Dalit Poetry

Yes, The Subaltern Can Speak- An Introduction by Huzaifa Pandit

Rahee na taqat-e-guftaar aur agar ho bhi
Kis umeed say kahiye ki aarzoo kya hai

No desire to speak
exists now, and even if it were to be
In hope of what should I speak
And let desire stray free.


Resistance, in its truest sense, is not merely a foolhardy defiance, and a reckless dissipation of resources in the hope of a moral victory. Rather it must be strategized and structured, and one effective way of ensuring it is stitching alliances. The tyrannized Kashmiri for example, ought to support the cause of the oppressed Dalit, and the Dalit in turn will empathize with the suffering of the Kashmiri, and in a similar vein, each subaltern group – Muslims, tribals, and farmers can collectively channelize their energies to create a new paradigm of protest that unsettles the foundational aspect of Brahmanical Patriarchy – divide and rule. In this spirit of solidarity, Kashmir Lit is publishing poems by two Dalit poets – Poems in English by Chandramohan Sathyanathan and translations of hindi poems by Anita Bharti.

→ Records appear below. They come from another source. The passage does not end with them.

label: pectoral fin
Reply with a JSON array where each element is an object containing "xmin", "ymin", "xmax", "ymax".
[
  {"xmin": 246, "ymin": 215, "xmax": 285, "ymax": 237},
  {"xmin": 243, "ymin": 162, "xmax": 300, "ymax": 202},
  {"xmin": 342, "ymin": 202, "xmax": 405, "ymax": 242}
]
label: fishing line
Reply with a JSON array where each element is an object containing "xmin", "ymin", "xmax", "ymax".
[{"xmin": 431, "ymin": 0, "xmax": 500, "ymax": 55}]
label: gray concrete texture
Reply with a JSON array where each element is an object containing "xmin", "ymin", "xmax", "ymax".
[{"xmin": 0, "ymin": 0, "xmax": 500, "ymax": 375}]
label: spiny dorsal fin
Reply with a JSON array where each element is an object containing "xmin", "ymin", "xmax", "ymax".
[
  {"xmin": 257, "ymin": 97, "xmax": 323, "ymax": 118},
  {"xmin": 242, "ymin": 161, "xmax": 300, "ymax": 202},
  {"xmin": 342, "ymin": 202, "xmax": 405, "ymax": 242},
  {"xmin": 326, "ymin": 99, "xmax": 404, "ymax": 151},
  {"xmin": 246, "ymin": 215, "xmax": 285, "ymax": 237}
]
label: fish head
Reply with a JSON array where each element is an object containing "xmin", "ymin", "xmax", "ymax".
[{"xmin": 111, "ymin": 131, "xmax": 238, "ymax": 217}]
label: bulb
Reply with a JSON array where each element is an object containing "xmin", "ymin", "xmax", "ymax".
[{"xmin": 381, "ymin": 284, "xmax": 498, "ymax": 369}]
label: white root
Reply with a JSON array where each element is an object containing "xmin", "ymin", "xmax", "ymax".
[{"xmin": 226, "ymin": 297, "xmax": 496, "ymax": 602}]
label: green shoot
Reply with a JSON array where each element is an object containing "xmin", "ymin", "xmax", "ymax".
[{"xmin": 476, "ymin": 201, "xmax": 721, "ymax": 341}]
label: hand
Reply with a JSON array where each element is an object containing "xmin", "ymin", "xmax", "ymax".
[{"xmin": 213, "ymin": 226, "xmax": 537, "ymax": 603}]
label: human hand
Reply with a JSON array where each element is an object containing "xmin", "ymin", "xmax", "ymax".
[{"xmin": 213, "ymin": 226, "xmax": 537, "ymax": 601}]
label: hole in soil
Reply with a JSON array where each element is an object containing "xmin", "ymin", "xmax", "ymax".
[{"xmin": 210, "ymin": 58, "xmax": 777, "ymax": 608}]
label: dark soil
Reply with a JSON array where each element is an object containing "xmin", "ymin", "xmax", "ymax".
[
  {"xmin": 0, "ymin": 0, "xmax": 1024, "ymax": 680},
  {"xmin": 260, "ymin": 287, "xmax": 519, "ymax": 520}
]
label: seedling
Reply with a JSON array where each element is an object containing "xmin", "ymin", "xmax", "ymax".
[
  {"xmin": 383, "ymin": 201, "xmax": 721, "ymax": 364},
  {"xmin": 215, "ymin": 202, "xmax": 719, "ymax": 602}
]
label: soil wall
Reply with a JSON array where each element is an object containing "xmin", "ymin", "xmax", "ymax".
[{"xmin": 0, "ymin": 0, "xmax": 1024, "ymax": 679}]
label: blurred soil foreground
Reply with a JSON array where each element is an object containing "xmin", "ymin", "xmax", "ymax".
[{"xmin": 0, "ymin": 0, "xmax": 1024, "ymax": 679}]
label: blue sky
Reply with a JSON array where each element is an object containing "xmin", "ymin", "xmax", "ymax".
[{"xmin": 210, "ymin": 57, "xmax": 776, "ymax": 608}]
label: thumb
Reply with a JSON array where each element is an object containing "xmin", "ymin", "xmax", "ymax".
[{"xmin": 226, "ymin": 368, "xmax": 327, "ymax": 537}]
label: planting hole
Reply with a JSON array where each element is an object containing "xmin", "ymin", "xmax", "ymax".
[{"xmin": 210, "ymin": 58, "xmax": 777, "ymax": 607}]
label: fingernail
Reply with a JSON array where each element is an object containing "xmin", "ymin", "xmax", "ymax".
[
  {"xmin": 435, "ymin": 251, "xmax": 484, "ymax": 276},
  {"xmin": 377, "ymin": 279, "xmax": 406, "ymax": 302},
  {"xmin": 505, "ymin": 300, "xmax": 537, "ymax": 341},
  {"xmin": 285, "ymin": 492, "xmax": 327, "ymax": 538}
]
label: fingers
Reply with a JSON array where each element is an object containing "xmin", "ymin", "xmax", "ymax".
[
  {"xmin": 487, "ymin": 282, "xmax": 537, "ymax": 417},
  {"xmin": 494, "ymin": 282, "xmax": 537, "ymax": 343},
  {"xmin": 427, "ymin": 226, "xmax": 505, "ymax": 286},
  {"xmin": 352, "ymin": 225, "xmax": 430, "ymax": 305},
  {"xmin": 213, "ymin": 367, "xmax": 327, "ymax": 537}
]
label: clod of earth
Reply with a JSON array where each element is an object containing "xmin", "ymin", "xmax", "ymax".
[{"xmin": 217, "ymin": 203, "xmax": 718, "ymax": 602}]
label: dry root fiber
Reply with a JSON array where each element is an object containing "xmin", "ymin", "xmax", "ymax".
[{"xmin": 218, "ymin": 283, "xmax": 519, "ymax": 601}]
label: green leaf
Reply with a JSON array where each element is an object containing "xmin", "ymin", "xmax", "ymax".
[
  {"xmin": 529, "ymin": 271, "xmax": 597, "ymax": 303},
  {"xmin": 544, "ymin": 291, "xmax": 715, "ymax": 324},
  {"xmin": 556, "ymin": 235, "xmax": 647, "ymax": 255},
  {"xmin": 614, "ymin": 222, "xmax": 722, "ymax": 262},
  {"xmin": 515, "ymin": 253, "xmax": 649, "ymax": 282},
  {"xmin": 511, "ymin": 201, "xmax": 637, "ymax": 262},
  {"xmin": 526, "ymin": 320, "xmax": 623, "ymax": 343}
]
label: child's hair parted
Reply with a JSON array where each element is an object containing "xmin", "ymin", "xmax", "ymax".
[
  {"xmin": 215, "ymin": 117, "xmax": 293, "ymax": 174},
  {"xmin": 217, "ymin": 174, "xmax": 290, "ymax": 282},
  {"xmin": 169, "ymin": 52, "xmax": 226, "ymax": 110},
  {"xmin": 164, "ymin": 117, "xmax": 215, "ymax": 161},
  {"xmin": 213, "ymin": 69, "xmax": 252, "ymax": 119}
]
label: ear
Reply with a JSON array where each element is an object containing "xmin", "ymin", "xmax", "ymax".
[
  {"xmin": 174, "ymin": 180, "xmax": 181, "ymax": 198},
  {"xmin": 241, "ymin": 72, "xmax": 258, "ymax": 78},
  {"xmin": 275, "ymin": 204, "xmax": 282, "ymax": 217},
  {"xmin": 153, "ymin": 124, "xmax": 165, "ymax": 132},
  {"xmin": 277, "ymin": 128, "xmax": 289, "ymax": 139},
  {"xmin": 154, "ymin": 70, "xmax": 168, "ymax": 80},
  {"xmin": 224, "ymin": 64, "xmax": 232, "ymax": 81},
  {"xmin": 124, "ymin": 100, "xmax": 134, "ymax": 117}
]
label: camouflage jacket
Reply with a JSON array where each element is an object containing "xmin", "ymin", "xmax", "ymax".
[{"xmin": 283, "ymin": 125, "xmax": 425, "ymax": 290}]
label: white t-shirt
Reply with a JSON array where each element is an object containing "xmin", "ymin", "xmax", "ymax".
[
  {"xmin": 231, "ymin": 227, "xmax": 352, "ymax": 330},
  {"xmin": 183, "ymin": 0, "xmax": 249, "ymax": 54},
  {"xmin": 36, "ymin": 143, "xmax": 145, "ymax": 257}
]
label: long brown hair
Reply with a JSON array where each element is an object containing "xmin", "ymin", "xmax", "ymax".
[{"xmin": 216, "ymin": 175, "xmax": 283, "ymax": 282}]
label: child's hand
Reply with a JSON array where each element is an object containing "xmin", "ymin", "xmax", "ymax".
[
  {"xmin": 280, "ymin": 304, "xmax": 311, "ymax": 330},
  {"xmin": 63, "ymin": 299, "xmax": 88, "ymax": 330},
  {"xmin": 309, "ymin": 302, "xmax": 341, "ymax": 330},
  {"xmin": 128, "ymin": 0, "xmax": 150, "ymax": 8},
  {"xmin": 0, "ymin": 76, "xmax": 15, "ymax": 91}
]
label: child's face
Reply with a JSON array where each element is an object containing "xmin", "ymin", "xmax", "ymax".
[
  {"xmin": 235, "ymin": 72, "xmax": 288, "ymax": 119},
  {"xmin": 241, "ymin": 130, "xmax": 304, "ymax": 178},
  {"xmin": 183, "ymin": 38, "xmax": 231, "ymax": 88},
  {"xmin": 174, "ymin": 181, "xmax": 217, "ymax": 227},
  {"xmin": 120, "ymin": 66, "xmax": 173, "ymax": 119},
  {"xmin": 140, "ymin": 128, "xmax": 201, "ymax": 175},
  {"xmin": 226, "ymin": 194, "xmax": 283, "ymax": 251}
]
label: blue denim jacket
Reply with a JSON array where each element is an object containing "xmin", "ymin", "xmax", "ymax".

Sathyanthan brings to his poems a unique subaltern empathy that allows him to engage with the marginalization of Muslims globally via the reified networks of Islamophobia. As the 2018 fellow of The International Writing Program, IOWA he observed the racial profiling, discrimination and well-oiled networks of anti-muslim hatred closely, and coupled with his own experience as a Dalit transformed his anguish into a series of three exquisite poems. His almost staccato verses eschew the heavy metaphoricity and faux-cynicism popular with the urbane English speaking class, and rather relies on an almost declaratory archiving of the mundane and routine that characterize institutional violence. A simple act as revealing a surname -so familiar to the Dalit, the choice of beach dress elicits a hostile ‘interrogation’ where the subaltern is forced to concede and confess a role in everything “from the Big Bang to the drifting of Pangaea”.

Anita Bharti, a Dalit woman poet, writes in Hindi about the marginalised Dalit experience, and the double subaltern – the Dalit woman. Translated by Nupur Jain and Huzaifa Pandit, the series of poems about a Muslim woman Rukhsana document the aftermath of Muzaffarnagar riots that broke out in Uttar Pradesh, India in 2013. The series of ten poems documents in painstaking detail the normative othering of the Muslim minority in India, as the state colludes with a brahminal Hindutva to uproot a people. The poems refuse to correspond to the aesthetics and richness associated with poetry, yet with their simplicity and plain nature provide a rebuttal to the hegemonies of academia, and the literary world that is often complicit in the censoring of narratives. Nupur’s essay that accompanies the translations provides a fascinating insight into the mechanisms of translation, and the processes through which a text is produced and disseminated. Huzaifa Pandit’s translations of the complete set of the series compliment the translations by Nupur, and provide a demonstration of production of alternate texts by translation.